Icons are sacred images that remind us that God is the true source of all life and Creation.
Icons are sacred images traditional to Eastern Churches. They have a shared history in both Catholic and Orthodox faiths. Icons depict Christ, the Mother of God (Theotokos), angels, saints and holy people, and events from Holy Scripture. The use of iconography originates from the early centuries of the Church.
More than decoration and far beyond the classification as religious painting or art, icons and iconography serve an intrinsic role in the transcendent and mystical approach of Eastern Christian theology, prayer, hymns, and liturgy.
This is often difficult to grasp because most of us are accustomed to seeing religious art as just another form of art and not much more than what is visible. Iconography on the other hand does not fall into that category. The inherent spiritual and prayer-based nature of an icon is in symbolizing the intangible, the heavenly realm of creation.
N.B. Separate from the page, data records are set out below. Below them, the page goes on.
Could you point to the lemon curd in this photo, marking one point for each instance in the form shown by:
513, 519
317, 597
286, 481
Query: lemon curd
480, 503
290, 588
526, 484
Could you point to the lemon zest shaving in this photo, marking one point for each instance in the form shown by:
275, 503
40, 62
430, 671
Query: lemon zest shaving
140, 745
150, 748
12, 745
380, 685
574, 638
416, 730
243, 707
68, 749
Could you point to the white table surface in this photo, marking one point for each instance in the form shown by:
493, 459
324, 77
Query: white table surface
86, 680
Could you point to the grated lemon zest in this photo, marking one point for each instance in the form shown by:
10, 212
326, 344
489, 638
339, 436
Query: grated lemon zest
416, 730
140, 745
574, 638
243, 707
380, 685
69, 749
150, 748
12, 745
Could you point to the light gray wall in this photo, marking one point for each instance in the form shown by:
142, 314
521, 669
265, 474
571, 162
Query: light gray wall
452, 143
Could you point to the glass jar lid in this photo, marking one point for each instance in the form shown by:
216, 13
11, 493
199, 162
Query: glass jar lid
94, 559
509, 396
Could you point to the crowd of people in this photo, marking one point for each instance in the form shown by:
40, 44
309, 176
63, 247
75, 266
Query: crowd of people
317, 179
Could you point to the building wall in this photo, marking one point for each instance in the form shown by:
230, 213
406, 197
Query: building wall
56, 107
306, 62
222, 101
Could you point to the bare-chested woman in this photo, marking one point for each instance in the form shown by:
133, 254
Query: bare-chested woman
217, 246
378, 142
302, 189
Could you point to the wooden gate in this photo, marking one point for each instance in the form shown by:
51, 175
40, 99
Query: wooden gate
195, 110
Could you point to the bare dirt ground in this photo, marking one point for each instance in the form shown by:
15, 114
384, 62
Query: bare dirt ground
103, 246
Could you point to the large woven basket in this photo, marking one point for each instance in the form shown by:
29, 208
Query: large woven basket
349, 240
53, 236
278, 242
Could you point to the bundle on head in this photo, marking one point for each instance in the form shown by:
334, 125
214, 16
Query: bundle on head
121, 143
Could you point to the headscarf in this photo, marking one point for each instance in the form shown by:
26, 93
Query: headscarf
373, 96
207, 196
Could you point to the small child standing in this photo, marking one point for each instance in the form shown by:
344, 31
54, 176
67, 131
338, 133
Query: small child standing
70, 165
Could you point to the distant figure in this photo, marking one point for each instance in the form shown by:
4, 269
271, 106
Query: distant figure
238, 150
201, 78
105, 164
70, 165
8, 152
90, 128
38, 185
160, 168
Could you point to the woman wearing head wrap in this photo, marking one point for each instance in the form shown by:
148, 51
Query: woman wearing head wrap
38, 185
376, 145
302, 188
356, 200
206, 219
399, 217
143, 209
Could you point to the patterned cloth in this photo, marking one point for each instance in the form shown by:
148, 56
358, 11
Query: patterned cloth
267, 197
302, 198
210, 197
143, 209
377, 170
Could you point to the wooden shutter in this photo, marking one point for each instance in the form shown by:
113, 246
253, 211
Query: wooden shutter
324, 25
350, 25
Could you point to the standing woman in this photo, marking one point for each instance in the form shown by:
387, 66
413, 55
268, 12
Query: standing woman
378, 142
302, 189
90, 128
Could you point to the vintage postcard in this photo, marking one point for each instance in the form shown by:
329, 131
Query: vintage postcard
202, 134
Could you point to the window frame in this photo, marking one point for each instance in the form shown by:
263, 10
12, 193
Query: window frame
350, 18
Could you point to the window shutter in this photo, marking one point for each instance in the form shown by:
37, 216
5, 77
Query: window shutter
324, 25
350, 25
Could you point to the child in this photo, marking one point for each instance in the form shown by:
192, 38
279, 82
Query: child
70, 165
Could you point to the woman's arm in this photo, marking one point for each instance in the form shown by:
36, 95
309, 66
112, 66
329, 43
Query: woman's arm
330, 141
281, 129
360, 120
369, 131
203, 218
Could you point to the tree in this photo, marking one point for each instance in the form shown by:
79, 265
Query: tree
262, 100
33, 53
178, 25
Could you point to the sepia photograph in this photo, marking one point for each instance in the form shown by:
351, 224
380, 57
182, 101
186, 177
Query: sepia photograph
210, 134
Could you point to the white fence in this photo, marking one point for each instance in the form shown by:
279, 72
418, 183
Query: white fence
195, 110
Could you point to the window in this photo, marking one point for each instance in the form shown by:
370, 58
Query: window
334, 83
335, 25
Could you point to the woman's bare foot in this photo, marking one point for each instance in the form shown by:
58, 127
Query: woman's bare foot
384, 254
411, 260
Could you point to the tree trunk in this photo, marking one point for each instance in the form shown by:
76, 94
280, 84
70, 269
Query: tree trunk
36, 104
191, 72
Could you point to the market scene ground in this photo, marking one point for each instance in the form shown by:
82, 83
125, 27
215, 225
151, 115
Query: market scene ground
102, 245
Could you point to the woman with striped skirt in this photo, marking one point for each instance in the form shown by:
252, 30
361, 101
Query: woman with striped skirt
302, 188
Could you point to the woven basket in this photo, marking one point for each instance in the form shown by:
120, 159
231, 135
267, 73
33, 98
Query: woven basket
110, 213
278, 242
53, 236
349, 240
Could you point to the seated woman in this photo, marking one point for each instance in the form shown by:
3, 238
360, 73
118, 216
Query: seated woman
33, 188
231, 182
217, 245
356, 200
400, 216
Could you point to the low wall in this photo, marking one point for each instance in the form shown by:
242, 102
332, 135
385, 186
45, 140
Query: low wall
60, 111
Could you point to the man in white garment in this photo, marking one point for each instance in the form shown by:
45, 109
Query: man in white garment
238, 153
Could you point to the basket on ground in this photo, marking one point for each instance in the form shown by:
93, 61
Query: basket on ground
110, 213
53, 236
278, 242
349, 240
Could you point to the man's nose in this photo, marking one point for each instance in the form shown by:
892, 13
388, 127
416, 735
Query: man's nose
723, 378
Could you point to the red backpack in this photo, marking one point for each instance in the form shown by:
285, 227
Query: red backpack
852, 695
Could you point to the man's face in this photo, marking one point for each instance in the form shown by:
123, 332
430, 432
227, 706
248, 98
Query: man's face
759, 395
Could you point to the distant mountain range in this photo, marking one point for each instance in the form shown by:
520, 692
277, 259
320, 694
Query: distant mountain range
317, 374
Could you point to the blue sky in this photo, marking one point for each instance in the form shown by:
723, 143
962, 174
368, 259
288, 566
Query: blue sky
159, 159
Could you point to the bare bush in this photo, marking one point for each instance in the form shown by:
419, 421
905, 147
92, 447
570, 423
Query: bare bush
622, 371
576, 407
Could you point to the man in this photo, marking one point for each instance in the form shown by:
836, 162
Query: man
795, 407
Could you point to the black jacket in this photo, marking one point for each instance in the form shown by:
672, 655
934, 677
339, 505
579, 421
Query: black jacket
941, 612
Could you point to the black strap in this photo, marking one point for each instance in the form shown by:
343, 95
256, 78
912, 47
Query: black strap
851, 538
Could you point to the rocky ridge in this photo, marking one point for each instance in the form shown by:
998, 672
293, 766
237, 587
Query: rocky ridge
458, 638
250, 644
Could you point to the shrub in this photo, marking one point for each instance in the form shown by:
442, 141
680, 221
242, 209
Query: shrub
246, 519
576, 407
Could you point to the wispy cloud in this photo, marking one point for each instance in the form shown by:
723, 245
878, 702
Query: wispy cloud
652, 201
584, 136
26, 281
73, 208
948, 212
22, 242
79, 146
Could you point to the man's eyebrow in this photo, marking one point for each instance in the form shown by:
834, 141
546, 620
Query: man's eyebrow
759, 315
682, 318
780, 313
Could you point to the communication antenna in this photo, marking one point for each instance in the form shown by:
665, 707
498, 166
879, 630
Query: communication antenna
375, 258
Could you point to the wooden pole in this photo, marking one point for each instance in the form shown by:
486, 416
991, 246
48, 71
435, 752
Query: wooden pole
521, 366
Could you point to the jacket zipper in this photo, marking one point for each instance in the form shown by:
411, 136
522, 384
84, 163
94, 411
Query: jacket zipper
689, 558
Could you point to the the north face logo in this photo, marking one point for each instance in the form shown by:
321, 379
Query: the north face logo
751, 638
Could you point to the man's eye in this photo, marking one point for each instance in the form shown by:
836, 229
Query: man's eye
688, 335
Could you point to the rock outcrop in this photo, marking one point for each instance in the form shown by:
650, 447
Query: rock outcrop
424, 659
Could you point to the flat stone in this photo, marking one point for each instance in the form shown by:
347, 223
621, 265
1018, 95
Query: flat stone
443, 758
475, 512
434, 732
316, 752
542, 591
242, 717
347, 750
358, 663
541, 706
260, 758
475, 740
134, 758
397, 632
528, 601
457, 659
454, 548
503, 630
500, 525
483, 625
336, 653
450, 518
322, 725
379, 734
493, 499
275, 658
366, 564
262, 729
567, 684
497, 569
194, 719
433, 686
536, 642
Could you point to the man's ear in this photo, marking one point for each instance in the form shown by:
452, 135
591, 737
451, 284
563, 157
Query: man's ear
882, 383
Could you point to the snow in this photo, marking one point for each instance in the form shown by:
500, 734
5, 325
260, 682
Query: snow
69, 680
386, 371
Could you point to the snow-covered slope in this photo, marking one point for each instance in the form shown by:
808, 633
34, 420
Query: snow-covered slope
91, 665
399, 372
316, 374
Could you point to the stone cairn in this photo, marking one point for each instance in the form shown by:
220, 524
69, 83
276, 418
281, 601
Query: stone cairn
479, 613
In the mystery of the Incarnation, of God taking human nature in Christ Jesus — one of the core beliefs that defines Christianity — Christ Himself becomes the Icon of our living God.¹ For more on this relationship between the Incarnation and iconography visit the page on this site explaining the Icon of the Sign.
Basic to iconography is the presence of ordered symbolic elements. God created order out of chaos. In the beginning stages of how an icon is created, it is the same. Every aspect of the process requires attention not just to technique, but with respect to the holiness of creation.
The form that many, though not all icons take is often referred to as the “Byzantine style”. This is a general term characterizing the style commonly seen in most Eastern churches.
One of the qualities of this form is an absence of linear, spatial perspective that makes two-dimensional images look realistic. Iconography does not attempt realistic portrayal at all, and in fact puts emphasis on intentional distortions in features to give greater meaning to what is important.
For these reasons, icons should never be viewed as mere paintings. The technique of iconography should never be casually engaged in as a novelty or trend. In fact, the existence of iconography as sacred art was not well known outside of Eastern Churches until recently. Interest in iconography has grown substantially, and with this is the need to point out that icons are not decorative art. Those created as such often lack the qualities and purpose for which iconography exists.
Iconography is practiced by devout persons, often religious or monastics, or those who are actively immersed in the depth of the spiritual practices found in Eastern Churches. They approach creating an icon in the manner of a spiritual discipline and not as personal artistic expression of a chosen subject or biblical event. This is why the visual form of icons does not vary in form and style, although the quality may vary based on the skill of the iconographer. Icons are the visual equivalent of holy scripture in the sense they illustrate beliefs, inform, and especially provide spiritual insight. Icons are never signed by an iconographer because they are not personal works of art.
Frequently described as “windows to heaven”, icons serve to elevate one’s awareness to all things Divine. They are very much like many sacramentals in the Catholic Church – a means of setting our hearts and souls towards relationship with God . The whole intent of icons is to draw the viewer closer to a desire for holiness (Theosis) and to the mystery of all that is God. When we venerate icons, we show respect and honor to the figure in the icon or acknowledge the sacred value of a depicted event.
When we pray before an icon, we are not worshiping the icon itself which is a material object, but we have a visual aid to help in our mindfulness to the spiritual presence and actual reality of the figure in the icon or the event. In turn, the presence of icons in our church remind us of the holiness of and respect we have for God’s “house” and for the presence of God, most blessed Theotokos, and all the saints as we participate in the Divine Liturgy. Icons in our homes, such as an icon corner, remind us of our homes as an extension of the Church and of our personal call to lead a life of faith.
God created both the visible and invisible world. Our visible world of human experience is through the senses. Icons have a way of connecting us to what lies beyond what we see only with our eyes. As we visually see the glory of God evidenced in the beauty of life and creation, including through iconography, our faith — our personal relationship with God requires that we see in other ways also.